How does it work? I crawled ADS for a small number of keywords that I thought were interesting (but you can ask me for more!), and counted how many refereed articles were published containing that keyword in the abstract for each year between 1970 and 2013. Keywords containing multiple words are contained within quotes, to specify that all words must be in the abstract.

Play and have fun with it, and if you find an interesting trend, you can share it with others by copying and pasting the address from the “Share” box. (Feel free to send it to me, too!)

Open AstroTRENDS

Extrasolar planet vs. Exoplanet: 300 words about a trifling choice

After pausing for a bit  when, at the prodding of a friend, I couldn’t remember whether I used “modeling” or “modelling” in my writing, I thought about another choice I face often. I often find myself using the terms “exoplanet” and “extrasolar planet” interchangeably to denote any planet outside the Solar System.

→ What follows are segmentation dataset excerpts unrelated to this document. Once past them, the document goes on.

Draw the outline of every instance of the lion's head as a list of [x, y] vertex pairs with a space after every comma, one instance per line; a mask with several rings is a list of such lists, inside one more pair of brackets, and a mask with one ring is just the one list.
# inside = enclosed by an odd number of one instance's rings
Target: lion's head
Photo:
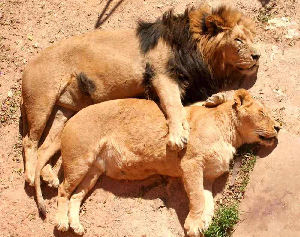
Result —
[[253, 44], [254, 22], [227, 6], [190, 13], [190, 29], [217, 77], [250, 76], [258, 69], [260, 50]]
[[266, 146], [272, 145], [281, 128], [270, 110], [244, 89], [236, 91], [233, 98], [240, 132], [244, 138], [248, 143], [259, 142]]

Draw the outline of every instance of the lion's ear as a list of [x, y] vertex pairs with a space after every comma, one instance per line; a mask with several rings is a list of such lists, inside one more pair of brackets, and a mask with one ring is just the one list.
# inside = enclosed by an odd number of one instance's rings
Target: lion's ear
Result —
[[236, 108], [238, 108], [242, 105], [245, 105], [250, 102], [252, 99], [252, 96], [250, 93], [244, 89], [239, 89], [234, 92], [233, 99]]
[[205, 24], [209, 33], [214, 35], [223, 31], [225, 24], [224, 20], [220, 16], [210, 14], [205, 18]]

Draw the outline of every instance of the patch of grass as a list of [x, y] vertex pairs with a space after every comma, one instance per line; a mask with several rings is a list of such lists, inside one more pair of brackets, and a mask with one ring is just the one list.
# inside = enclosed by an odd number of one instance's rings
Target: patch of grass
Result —
[[231, 236], [234, 226], [239, 220], [238, 205], [255, 166], [259, 148], [257, 144], [247, 144], [238, 150], [235, 158], [241, 157], [242, 161], [238, 177], [233, 186], [230, 186], [227, 181], [222, 192], [220, 205], [216, 211], [209, 228], [205, 232], [206, 237]]
[[270, 13], [266, 8], [261, 8], [257, 16], [257, 20], [261, 22], [268, 22], [268, 21], [273, 18], [274, 16], [274, 13]]
[[227, 237], [230, 236], [233, 227], [239, 220], [238, 204], [237, 203], [217, 210], [210, 226], [205, 232], [206, 237]]
[[254, 169], [256, 163], [256, 156], [253, 154], [244, 154], [243, 162], [241, 166], [240, 173], [242, 172], [242, 181], [239, 184], [238, 190], [241, 192], [244, 192], [246, 187], [249, 182], [250, 175]]

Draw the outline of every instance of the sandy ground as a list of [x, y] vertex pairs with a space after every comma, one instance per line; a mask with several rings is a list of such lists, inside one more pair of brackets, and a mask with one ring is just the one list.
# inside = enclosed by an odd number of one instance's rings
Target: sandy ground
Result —
[[[262, 54], [257, 80], [250, 91], [273, 110], [284, 130], [299, 136], [299, 1], [222, 2], [240, 9], [256, 22], [258, 34], [255, 42], [261, 47]], [[293, 23], [265, 30], [266, 23], [259, 16], [261, 2], [268, 4], [272, 17], [288, 17]], [[11, 91], [16, 95], [13, 94], [12, 101], [17, 102], [18, 106], [17, 92], [22, 71], [28, 62], [53, 44], [94, 31], [98, 16], [106, 2], [0, 2], [0, 102], [7, 100]], [[218, 2], [206, 3], [213, 5]], [[186, 6], [203, 2], [125, 0], [99, 30], [133, 28], [139, 18], [153, 21], [171, 7], [175, 7], [176, 12], [181, 12]], [[287, 34], [291, 30], [298, 35], [289, 38]], [[0, 236], [73, 236], [71, 231], [61, 233], [54, 229], [56, 190], [44, 187], [47, 217], [43, 222], [38, 216], [34, 189], [24, 183], [20, 154], [20, 109], [16, 109], [17, 116], [9, 119], [10, 124], [0, 122]], [[57, 173], [59, 166], [55, 166]], [[158, 198], [164, 200], [166, 207], [154, 211], [151, 206]], [[184, 236], [188, 203], [183, 185], [178, 179], [157, 176], [127, 183], [101, 176], [82, 206], [80, 221], [86, 228], [87, 236]]]

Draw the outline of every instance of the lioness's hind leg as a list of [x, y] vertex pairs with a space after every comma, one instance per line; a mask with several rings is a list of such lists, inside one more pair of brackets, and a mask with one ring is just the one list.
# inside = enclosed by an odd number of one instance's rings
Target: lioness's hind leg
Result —
[[70, 227], [78, 235], [82, 235], [84, 232], [84, 229], [79, 221], [80, 204], [85, 196], [95, 185], [101, 173], [97, 167], [92, 167], [70, 199], [69, 209]]
[[91, 154], [84, 152], [83, 152], [84, 154], [83, 155], [79, 151], [72, 153], [73, 146], [69, 146], [67, 144], [64, 148], [64, 142], [62, 140], [61, 148], [64, 177], [58, 188], [57, 210], [54, 225], [58, 230], [66, 231], [69, 229], [69, 199], [77, 185], [89, 171], [96, 156], [92, 153]]
[[225, 103], [227, 100], [227, 96], [224, 93], [219, 92], [213, 95], [203, 104], [206, 107], [213, 107]]

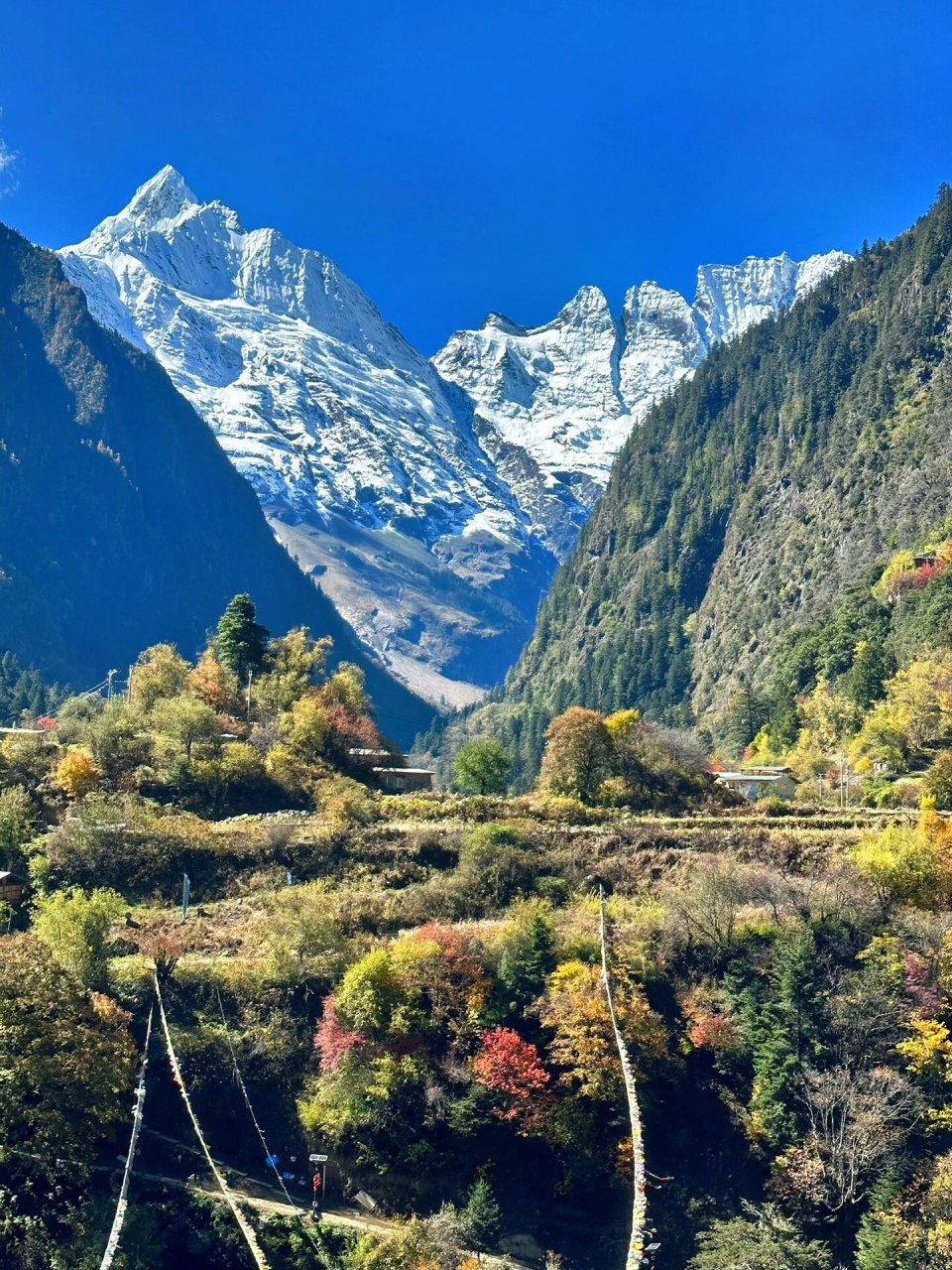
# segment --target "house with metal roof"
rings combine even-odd
[[[792,799],[797,782],[788,767],[749,767],[739,772],[717,772],[715,780],[754,803],[759,798]]]

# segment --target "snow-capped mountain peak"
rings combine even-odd
[[[166,368],[366,644],[453,702],[500,679],[531,634],[633,422],[713,340],[833,267],[711,265],[693,306],[642,283],[618,319],[584,286],[541,326],[490,314],[430,362],[333,260],[245,230],[171,166],[61,254],[93,315]]]

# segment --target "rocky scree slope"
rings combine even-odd
[[[449,705],[518,655],[651,400],[842,259],[706,267],[693,307],[646,283],[621,321],[584,287],[545,326],[494,315],[429,362],[331,260],[246,231],[173,168],[62,251],[364,644]]]
[[[157,641],[194,655],[244,591],[273,631],[306,625],[359,662],[385,730],[406,743],[428,723],[156,361],[91,320],[53,253],[0,226],[0,649],[84,687]]]

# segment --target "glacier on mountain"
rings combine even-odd
[[[491,314],[428,361],[331,260],[246,231],[173,168],[61,257],[91,314],[165,367],[360,639],[451,705],[532,634],[651,403],[847,259],[703,267],[693,305],[649,282],[619,319],[583,287],[543,326]]]

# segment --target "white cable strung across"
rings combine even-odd
[[[265,1158],[267,1163],[270,1166],[270,1168],[274,1171],[274,1176],[278,1179],[278,1186],[281,1186],[282,1191],[284,1193],[284,1199],[288,1201],[288,1204],[291,1205],[291,1208],[294,1209],[294,1215],[297,1217],[297,1219],[302,1224],[305,1224],[305,1215],[301,1212],[301,1209],[297,1206],[297,1204],[293,1201],[293,1199],[291,1198],[291,1195],[288,1194],[288,1189],[284,1185],[284,1179],[281,1176],[281,1170],[278,1168],[277,1161],[274,1160],[274,1156],[268,1149],[268,1142],[265,1140],[265,1137],[264,1137],[264,1129],[261,1128],[261,1125],[258,1121],[258,1116],[255,1115],[255,1109],[251,1106],[251,1099],[250,1099],[250,1096],[248,1093],[248,1086],[245,1085],[245,1081],[244,1081],[244,1078],[241,1076],[241,1068],[237,1066],[237,1055],[235,1054],[235,1046],[231,1043],[231,1033],[228,1031],[228,1021],[225,1017],[225,1006],[222,1005],[221,992],[218,992],[218,989],[216,988],[215,993],[216,993],[216,996],[218,998],[218,1010],[221,1012],[221,1021],[222,1021],[222,1026],[225,1029],[225,1039],[228,1043],[228,1052],[231,1053],[231,1066],[235,1069],[235,1080],[237,1081],[239,1088],[241,1090],[241,1096],[245,1100],[245,1106],[248,1107],[248,1114],[251,1116],[251,1124],[255,1126],[255,1129],[258,1130],[258,1137],[261,1139],[261,1148],[264,1151],[264,1158]]]
[[[600,884],[598,888],[598,932],[602,942],[602,982],[605,986],[608,1012],[612,1016],[612,1027],[614,1030],[614,1043],[618,1046],[618,1058],[622,1062],[625,1093],[628,1100],[628,1119],[631,1120],[631,1153],[633,1161],[632,1181],[635,1194],[631,1212],[631,1241],[628,1243],[628,1257],[625,1262],[625,1270],[637,1270],[637,1267],[642,1265],[642,1260],[645,1257],[645,1231],[647,1227],[647,1200],[645,1196],[645,1143],[641,1134],[641,1110],[638,1107],[638,1096],[635,1088],[635,1077],[631,1071],[631,1063],[628,1062],[628,1049],[625,1044],[621,1029],[618,1027],[618,1019],[614,1012],[614,1001],[612,999],[612,983],[608,977],[608,951],[605,945],[605,893],[604,886]]]
[[[250,1226],[248,1218],[245,1217],[245,1214],[239,1208],[237,1200],[231,1194],[231,1189],[228,1187],[228,1184],[225,1181],[225,1177],[223,1177],[221,1170],[218,1168],[218,1166],[216,1165],[216,1162],[212,1160],[212,1153],[208,1149],[208,1143],[204,1140],[204,1134],[202,1133],[202,1126],[199,1125],[198,1118],[195,1116],[195,1113],[192,1109],[192,1100],[188,1096],[188,1090],[185,1088],[185,1082],[182,1078],[182,1068],[179,1067],[179,1059],[178,1059],[178,1055],[175,1054],[175,1046],[173,1045],[173,1041],[171,1041],[171,1033],[169,1030],[169,1020],[165,1016],[165,1006],[162,1005],[162,994],[161,994],[161,991],[159,988],[159,977],[157,975],[155,978],[155,999],[159,1003],[159,1020],[160,1020],[160,1022],[162,1025],[162,1035],[165,1036],[165,1048],[169,1052],[169,1062],[171,1063],[173,1080],[175,1081],[175,1083],[179,1087],[179,1093],[182,1095],[182,1101],[185,1104],[185,1111],[188,1111],[188,1118],[192,1121],[192,1128],[195,1130],[195,1138],[198,1138],[198,1144],[202,1148],[202,1153],[203,1153],[203,1156],[206,1158],[206,1163],[211,1168],[212,1173],[215,1175],[215,1180],[218,1182],[218,1186],[221,1187],[221,1193],[225,1196],[225,1200],[226,1200],[228,1208],[231,1209],[232,1215],[234,1215],[235,1220],[237,1222],[241,1233],[245,1237],[245,1243],[248,1245],[248,1247],[249,1247],[249,1250],[251,1252],[251,1256],[255,1260],[255,1265],[258,1266],[258,1270],[270,1270],[270,1266],[268,1265],[268,1261],[267,1261],[267,1259],[264,1256],[264,1252],[261,1251],[261,1246],[258,1242],[258,1237],[256,1237],[255,1232],[251,1229],[251,1226]]]
[[[119,1247],[119,1234],[122,1233],[122,1223],[126,1220],[126,1209],[128,1208],[128,1193],[129,1193],[129,1177],[132,1176],[132,1162],[136,1158],[136,1148],[138,1146],[138,1132],[142,1128],[142,1109],[146,1102],[146,1068],[149,1067],[149,1041],[152,1038],[152,1008],[149,1011],[149,1022],[146,1024],[146,1041],[142,1046],[142,1066],[138,1072],[138,1085],[136,1086],[136,1105],[132,1109],[132,1133],[129,1134],[129,1149],[126,1156],[126,1171],[122,1175],[122,1186],[119,1187],[119,1203],[116,1205],[116,1217],[113,1218],[113,1228],[109,1232],[109,1241],[105,1245],[105,1252],[103,1253],[103,1260],[99,1264],[99,1270],[109,1270],[113,1264],[116,1252]]]

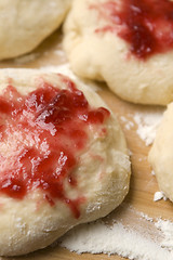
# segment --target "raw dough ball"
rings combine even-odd
[[[116,118],[94,91],[76,88],[59,74],[0,70],[0,256],[50,245],[129,191]]]
[[[0,60],[34,50],[63,22],[71,0],[0,0]]]
[[[124,0],[74,1],[64,27],[64,49],[71,68],[81,77],[106,81],[117,95],[127,101],[142,104],[168,104],[173,100],[173,51],[168,47],[169,51],[163,51],[163,53],[156,51],[150,56],[145,53],[146,58],[136,56],[137,52],[136,55],[132,53],[131,49],[135,47],[132,48],[128,41],[118,36],[127,28],[125,22],[121,24],[119,16],[115,15],[116,9],[124,2]],[[127,2],[131,1],[127,0]],[[136,2],[141,4],[141,1]],[[155,1],[143,0],[142,4],[144,2],[157,5]],[[157,9],[156,5],[155,9]],[[173,9],[173,5],[171,8]],[[134,12],[136,11],[136,16],[137,10],[139,9],[133,9]],[[147,11],[147,14],[150,15],[150,11]],[[164,38],[165,36],[164,39],[161,38],[162,49],[167,43],[169,44],[169,40],[165,39],[172,37],[173,31],[173,22],[168,21],[171,20],[164,21],[161,16],[154,24],[157,26],[155,31],[157,37]],[[157,23],[160,24],[157,25]],[[152,26],[152,23],[150,25]],[[147,41],[147,36],[144,35],[144,39]],[[139,35],[138,42],[136,38],[136,46],[141,42],[145,46],[145,40],[142,41]],[[141,48],[143,50],[143,44]],[[141,54],[141,50],[138,51]]]
[[[168,106],[149,152],[149,162],[161,192],[173,202],[173,103]]]

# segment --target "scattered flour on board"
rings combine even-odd
[[[108,226],[99,220],[75,227],[64,236],[61,246],[78,253],[103,252],[137,260],[172,260],[173,223],[159,219],[154,225],[162,232],[160,244],[119,222]]]
[[[155,195],[154,195],[154,202],[158,202],[160,199],[164,199],[167,200],[168,198],[165,197],[164,193],[163,192],[156,192]]]
[[[82,82],[70,69],[68,64],[61,66],[41,67],[42,70],[65,74],[76,82]],[[84,81],[84,84],[92,84],[96,91],[97,87],[91,81]],[[137,125],[137,134],[150,145],[156,135],[156,129],[162,118],[163,108],[138,112],[134,115],[134,121]],[[134,127],[132,121],[125,117],[120,118],[130,130]],[[161,193],[155,194],[156,200],[160,199]],[[163,198],[163,195],[162,195]],[[135,231],[131,225],[124,225],[116,222],[111,226],[106,225],[102,220],[93,223],[82,224],[68,232],[61,240],[61,246],[66,247],[78,253],[117,253],[121,257],[133,260],[173,260],[173,223],[171,221],[157,220],[141,212],[141,218],[151,223],[160,232],[159,240],[154,237],[146,237],[143,232]],[[159,235],[158,235],[159,237]]]

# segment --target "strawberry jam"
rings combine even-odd
[[[173,2],[170,0],[106,1],[91,8],[98,10],[107,25],[96,31],[117,34],[137,58],[173,49]]]
[[[91,125],[99,128],[109,112],[92,109],[74,82],[58,75],[67,89],[44,82],[27,95],[8,86],[0,96],[0,192],[22,199],[42,190],[50,205],[56,199],[79,218],[83,196],[70,199],[65,183],[77,188],[72,172],[86,147]]]

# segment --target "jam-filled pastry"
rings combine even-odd
[[[0,60],[32,51],[59,27],[71,0],[0,0]]]
[[[64,49],[74,72],[121,99],[173,101],[173,1],[75,0]]]
[[[169,104],[149,152],[149,162],[156,173],[159,188],[173,202],[173,103]]]
[[[43,248],[125,197],[124,135],[101,98],[62,74],[0,70],[0,255]]]

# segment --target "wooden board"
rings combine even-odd
[[[26,67],[26,68],[39,68],[40,66],[58,65],[66,62],[65,54],[62,52],[62,35],[59,31],[54,32],[48,40],[45,40],[38,49],[32,53],[25,55],[24,57],[15,58],[13,61],[5,61],[0,63],[0,68],[5,67]],[[130,193],[125,198],[128,207],[133,207],[138,212],[144,212],[151,218],[162,217],[163,219],[170,219],[173,221],[172,210],[173,205],[169,200],[160,200],[154,203],[154,194],[159,191],[156,178],[151,176],[151,169],[147,162],[147,155],[150,147],[147,147],[145,143],[138,138],[136,133],[137,126],[134,122],[134,127],[128,129],[125,122],[121,120],[122,116],[133,121],[133,116],[136,112],[149,109],[148,106],[141,106],[130,104],[118,99],[112,92],[110,92],[105,84],[98,84],[98,94],[104,99],[108,106],[117,115],[119,122],[124,131],[127,142],[130,151],[132,152],[132,178]],[[115,216],[127,216],[125,207],[119,207],[109,217],[112,220]],[[118,218],[118,217],[116,217]],[[125,217],[127,218],[127,217]],[[135,217],[136,218],[136,217]],[[133,214],[129,216],[130,222],[133,222]],[[1,258],[3,260],[8,258]],[[11,260],[122,260],[119,256],[108,257],[107,255],[77,255],[69,252],[58,246],[49,247],[43,250],[30,253],[28,256],[19,258],[10,258]]]

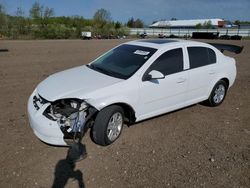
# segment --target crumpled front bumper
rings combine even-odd
[[[35,95],[36,90],[31,94],[28,100],[28,117],[34,134],[45,143],[57,146],[67,146],[68,144],[63,139],[64,135],[58,126],[58,123],[43,115],[43,112],[48,107],[49,103],[44,104],[37,110],[33,104],[33,97]]]

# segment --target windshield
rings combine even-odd
[[[109,76],[128,79],[155,52],[154,48],[124,44],[104,54],[88,67]]]

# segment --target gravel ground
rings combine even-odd
[[[33,134],[27,100],[48,75],[86,64],[123,40],[3,41],[0,49],[0,187],[250,187],[250,41],[224,103],[201,104],[125,127],[108,147],[84,138],[88,156]],[[211,42],[211,41],[210,41]],[[63,86],[62,86],[63,87]]]

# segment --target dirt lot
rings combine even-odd
[[[0,187],[250,187],[250,41],[224,103],[200,104],[125,127],[108,147],[84,138],[88,157],[40,142],[27,100],[48,75],[86,64],[122,40],[0,41]],[[62,86],[63,87],[63,86]],[[67,181],[68,180],[68,181]]]

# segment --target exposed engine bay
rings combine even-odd
[[[61,99],[52,102],[44,115],[57,121],[67,143],[80,141],[93,122],[97,110],[80,99]]]

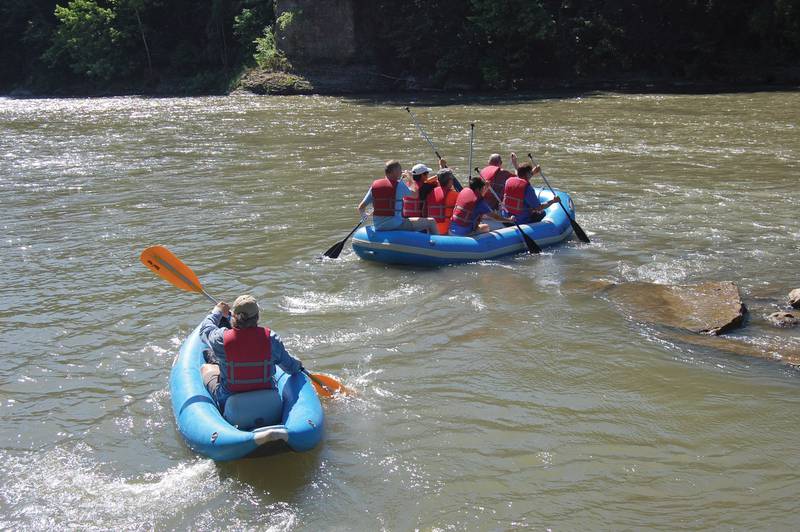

I definitely use “extrasolar planet” more often during talks, even though it is a mouthful, and “exoplanet” in writing — especially in communicating with colleagues, where the meaning of the word does not need explaining, versus communicating with the general public. 

Let’s first get this out of the way: the two terms are synonyms. That said…

A cursory Google search of “extrasolar planets” (~380,000 results) vs. “exoplanet” (~830,000 results) reveals a definite 2:1 preponderance of the latter term.  A search of Greg’s oklo.org blog reveals a very similar ratio of blog posts using the two terms. Wikipedia prefers exoplanet, while Encyclopedia Britannica goes for extrasolar planet.

What has the scientific community at large settled on? I used a tool (only for private use, for now) that does simple ADS queries across years to track the popularity of keywords across article abstracts. This chart was the result:

Exoplanet vs. Extrasolar Planet: the community has spoken.
Exoplanet vs. Extrasolar Planet: the community has spoken.

The chart shows the number of articles published (on a log scale), per year, containing the keyword in the abstract. [ref]Any “holes” in the curve are due to 0 papers being published that year.[/ref]

The first mention of “extrasolar planet” appears to be in 1971, from this Icarus paper (Photometric Color Indices of Extrasolar Planets), while the word exoplanet appears in ADS in 1992. [ref]Note that these queries are open to non-refereed (e.g. proceedings) sources as well – I am using default ADS settings.[/ref]

Interestingly, it appears that the fortunes of the two keywords rapidly reversed: around 2003, the usage of “extrasolar planet” started flattening out, while “exoplanet” continued its meteoric rise. Around 2007, “exoplanet” caught up and quickly started surpassing “extrasolar planet”. (The most cited paper in 2007 was Dan Fabrycky’s paper Shrinking Binary and Planetary Orbits by Kozai Cycles with Tidal Friction, by the way… which used “extrasolar planet”).

In 2013, “exoplanet” beat “extrasolar planet” more than 4:1!  Paper containing both words made up about .8% of all indexed astronomy papers (down from a high of ~1% in 2011).

So, if in doubt, go with the majority and use exoplanet. (Or not!)